Image: GIA

The Gemological Institute of America (GIA) has started providing specific information on post-growth treatments for synthetic diamonds, marking the latest shift in its approach to the category.

The institute’s Laboratory-Grown Diamond Reports now say if there is evidence of a treatment to change the color of a stone, or if there is no evidence. Some stones carry the comment: “Whether this man-made diamond has been treated is currently undeterminable.

Previously, all reports included a generic statement that the lab-grown diamond “may” have been treated. The changes went into effect in early March. The reports will continue to state the growth type: chemical vapor deposition (CVD) or High Pressure-High Temperature (HPHT).

The move comes amid discussions in the industry over whether “as-grown” diamonds — a marketing term used in the synthetics sector — should attract a premium. Color treatments are common in CVD material, as many crystals emerge from synthesis machines with a brown tinge.

We made this change in response to feedback from our clients — manufacturers, retailers and brands — that there is interest in knowing about post-growth color treatments for laboratory-grown diamonds,” a GIA spokesperson commented.

Last September GIA CEO Susan Jacques said the organization “didn’t feel that it was essential for consumers to know [if a lab-grown diamond] has or has not been treated.” However, she added that the GIA would provide a letter stating whether it had detected a treatment, where necessary.

Since then, the International Gemological Institute (IGI), one of the major players in the lab-grown space, has added specific treatment details to its lab-grown reports.

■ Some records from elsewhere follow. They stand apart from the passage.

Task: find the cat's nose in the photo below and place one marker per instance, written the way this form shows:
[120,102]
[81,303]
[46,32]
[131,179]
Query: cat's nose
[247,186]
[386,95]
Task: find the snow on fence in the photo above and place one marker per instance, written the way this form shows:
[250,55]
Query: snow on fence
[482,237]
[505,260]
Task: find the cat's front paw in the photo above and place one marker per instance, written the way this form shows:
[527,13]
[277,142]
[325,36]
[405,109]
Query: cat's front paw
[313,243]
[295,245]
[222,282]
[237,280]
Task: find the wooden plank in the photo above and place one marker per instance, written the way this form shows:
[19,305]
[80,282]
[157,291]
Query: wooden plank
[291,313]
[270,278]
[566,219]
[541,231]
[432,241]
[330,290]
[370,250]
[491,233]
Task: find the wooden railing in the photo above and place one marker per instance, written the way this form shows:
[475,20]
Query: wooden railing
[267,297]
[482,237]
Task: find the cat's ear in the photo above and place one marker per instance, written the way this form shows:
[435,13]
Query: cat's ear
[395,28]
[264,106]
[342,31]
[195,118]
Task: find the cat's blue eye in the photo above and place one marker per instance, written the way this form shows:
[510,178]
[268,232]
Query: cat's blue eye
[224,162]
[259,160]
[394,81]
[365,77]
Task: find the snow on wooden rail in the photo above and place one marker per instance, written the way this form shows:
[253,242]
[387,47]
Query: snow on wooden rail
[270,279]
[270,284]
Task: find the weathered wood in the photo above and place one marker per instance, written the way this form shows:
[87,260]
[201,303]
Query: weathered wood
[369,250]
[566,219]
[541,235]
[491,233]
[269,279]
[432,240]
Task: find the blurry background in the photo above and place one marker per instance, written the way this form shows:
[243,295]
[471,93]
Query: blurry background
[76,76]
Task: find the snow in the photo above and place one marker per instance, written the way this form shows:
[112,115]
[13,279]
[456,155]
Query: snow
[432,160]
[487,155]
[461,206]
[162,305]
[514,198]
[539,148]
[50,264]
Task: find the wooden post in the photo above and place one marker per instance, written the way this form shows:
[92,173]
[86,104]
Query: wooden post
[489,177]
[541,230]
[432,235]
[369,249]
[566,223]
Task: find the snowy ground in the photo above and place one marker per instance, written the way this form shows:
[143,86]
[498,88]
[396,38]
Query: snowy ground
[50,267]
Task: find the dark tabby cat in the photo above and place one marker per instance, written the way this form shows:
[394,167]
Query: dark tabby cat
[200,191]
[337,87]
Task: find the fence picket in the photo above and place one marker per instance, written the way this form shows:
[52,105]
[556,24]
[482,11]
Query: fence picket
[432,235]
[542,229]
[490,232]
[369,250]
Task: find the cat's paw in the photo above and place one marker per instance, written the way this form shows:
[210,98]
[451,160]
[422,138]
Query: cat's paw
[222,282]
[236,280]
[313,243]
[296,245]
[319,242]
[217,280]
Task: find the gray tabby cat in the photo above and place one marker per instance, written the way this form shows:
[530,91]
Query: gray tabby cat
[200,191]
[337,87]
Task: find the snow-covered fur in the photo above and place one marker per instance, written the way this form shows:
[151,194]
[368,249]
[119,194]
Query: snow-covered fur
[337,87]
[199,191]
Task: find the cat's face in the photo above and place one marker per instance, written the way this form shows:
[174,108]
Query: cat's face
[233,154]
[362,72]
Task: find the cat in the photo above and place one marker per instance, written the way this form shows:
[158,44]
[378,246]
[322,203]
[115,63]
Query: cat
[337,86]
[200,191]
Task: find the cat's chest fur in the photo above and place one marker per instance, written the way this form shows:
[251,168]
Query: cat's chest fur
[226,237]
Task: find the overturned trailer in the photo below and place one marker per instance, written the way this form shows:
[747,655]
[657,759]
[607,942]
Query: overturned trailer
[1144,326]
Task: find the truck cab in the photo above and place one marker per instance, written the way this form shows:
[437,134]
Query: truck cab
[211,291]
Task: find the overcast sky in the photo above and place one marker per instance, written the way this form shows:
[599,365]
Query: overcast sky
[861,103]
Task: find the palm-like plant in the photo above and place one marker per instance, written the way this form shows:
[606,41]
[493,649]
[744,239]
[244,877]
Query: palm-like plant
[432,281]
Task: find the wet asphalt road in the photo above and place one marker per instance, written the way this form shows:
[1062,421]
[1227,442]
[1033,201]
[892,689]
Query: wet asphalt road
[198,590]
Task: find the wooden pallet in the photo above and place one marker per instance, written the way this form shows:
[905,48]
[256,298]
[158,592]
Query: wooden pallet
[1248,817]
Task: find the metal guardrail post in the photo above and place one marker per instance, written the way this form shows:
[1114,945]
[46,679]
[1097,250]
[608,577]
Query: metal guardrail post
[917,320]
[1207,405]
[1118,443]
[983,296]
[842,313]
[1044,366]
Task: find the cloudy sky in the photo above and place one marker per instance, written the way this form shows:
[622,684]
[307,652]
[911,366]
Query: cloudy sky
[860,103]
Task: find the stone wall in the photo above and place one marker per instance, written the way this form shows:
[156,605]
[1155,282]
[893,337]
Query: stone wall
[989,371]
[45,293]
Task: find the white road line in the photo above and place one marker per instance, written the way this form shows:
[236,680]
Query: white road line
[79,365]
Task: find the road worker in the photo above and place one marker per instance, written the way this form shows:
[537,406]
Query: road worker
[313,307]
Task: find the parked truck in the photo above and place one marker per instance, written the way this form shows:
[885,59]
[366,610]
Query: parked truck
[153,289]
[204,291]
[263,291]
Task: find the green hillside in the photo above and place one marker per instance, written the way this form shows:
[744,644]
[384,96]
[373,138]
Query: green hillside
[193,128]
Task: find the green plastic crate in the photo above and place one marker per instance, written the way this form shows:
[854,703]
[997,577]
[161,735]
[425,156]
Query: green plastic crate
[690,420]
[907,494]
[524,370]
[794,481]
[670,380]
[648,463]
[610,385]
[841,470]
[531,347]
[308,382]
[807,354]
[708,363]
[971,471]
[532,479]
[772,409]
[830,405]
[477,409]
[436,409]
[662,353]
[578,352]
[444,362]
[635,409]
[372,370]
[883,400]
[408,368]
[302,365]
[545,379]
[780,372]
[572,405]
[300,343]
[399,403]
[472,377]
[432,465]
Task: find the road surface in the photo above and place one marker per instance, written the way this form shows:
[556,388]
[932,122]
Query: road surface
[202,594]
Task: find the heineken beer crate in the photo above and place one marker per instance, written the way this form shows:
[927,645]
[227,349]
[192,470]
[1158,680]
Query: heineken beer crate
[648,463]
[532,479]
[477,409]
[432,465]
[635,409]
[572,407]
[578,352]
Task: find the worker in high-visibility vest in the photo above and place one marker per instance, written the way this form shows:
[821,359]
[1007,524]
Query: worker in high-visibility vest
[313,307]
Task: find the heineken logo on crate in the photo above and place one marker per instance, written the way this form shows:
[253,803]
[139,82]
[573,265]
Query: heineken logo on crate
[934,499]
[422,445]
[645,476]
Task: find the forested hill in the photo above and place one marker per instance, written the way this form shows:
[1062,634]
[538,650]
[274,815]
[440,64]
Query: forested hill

The GIA introduced its Laboratory-Grown Diamond Reports, or LGDRs, in October. Importantly, the documents provide the same specific color and clarity grades that the organization offers for natural diamonds — the first time it had done this. Its previous synthetics reports used descriptive terms such as “near colorless” and “very slightly included.”

If you look through that whole journey until [the GIA] launched the LGDR, you clearly see a pattern of…evolving transparency regarding the grading of lab-grown diamonds,” said Leon Peres, CEO of Green Rocks, a producer and supplier of untreated synthetic diamonds and part of Ofer Mizrahi Diamonds.